Caribbean and Jamaican Food in the Triangle: Jerk, Roti, and Real Patties

The islands, in NC — and the takeout counters where the oxtail is gone by mid-afternoon if you sleep on it.

Jerk chicken, rice and peas, and fried plantains from a Triangle Caribbean kitchen


Here’s the thing nobody tells you about Caribbean food in the Triangle: the best of it doesn’t keep restaurant hours. It keeps kitchen hours. The oxtail goes in the pot early, braises for hours until it falls off the bone, and when the day’s batch is gone, it’s gone — no rain check, no “let me check the back.” If you roll up to one of these counters at 4pm hoping for oxtail, you’re either getting lucky or getting curry goat instead. That’s not bad business. That’s the whole point. These places cook a finite amount of something hard to make well, and they cook it right.

The Triangle’s Caribbean scene is small but real, scattered across Durham, Raleigh, and Cary in strip malls and corner spots you’d drive past a hundred times. Jamaican leads the pack — jerk, oxtail, curry goat, rice and peas, festival, beef patties tucked into coco bread. But there’s Trinidadian roti, Puerto Rican soul food, and the occasional doubles if you know where to look. Here’s where to actually eat, and when to show up.
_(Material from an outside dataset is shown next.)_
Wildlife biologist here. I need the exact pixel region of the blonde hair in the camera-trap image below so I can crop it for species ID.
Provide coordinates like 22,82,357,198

Jamaica Jamaica Cuisine — Durham

4853 NC-55, Durham

This is the one people send you to first, and for good reason. Tucked into a strip along the NC-55 corridor in South Durham, Jamaica Jamaica runs like a proper island kitchen — meaning the menu is a list of intentions and the reality depends on what’s left when you arrive. The oxtail is the headliner, slow-braised in brown gravy with butter beans, served over rice and peas with a side of cabbage and sweet fried plantains. Get there before 2pm on a weekend if oxtail is what you came for. By mid-afternoon the regulars have already cleaned them out, and you’ll be staring at a sign or a shrug.

Order the oxtail if it’s there, the curry goat if it isn’t — bone-in, properly spiced, the kind of curry that stains the rice yellow and means it. The jerk chicken runs medium-heat with real char, not the sweet barbecue-sauce imposter you get at chains. Portions are heavy and built for two meals. Cash moves faster than card here. It’s takeout-forward — don’t come expecting a dining room experience, come expecting a foam clamshell that weighs two pounds.

Golden Krust — Raleigh

6260 Plantation Center Dr, Raleigh · Mon–Sat 11am–8pm, Sun 11am–7pm

Yes, it’s a chain — a Jamaican-American franchise born in the Bronx — but don’t hold that against it. The Plantation Center location off Capital Boulevard is the Triangle’s most reliable patty source, and reliability matters when you’re feeding a craving on a Tuesday night. The Jamaican beef patty here is the real article: flaky, turmeric-gold crust, a filling that actually has heat. Order it the right way — tucked inside a piece of soft coco bread, carb on carb, the way it’s done back home.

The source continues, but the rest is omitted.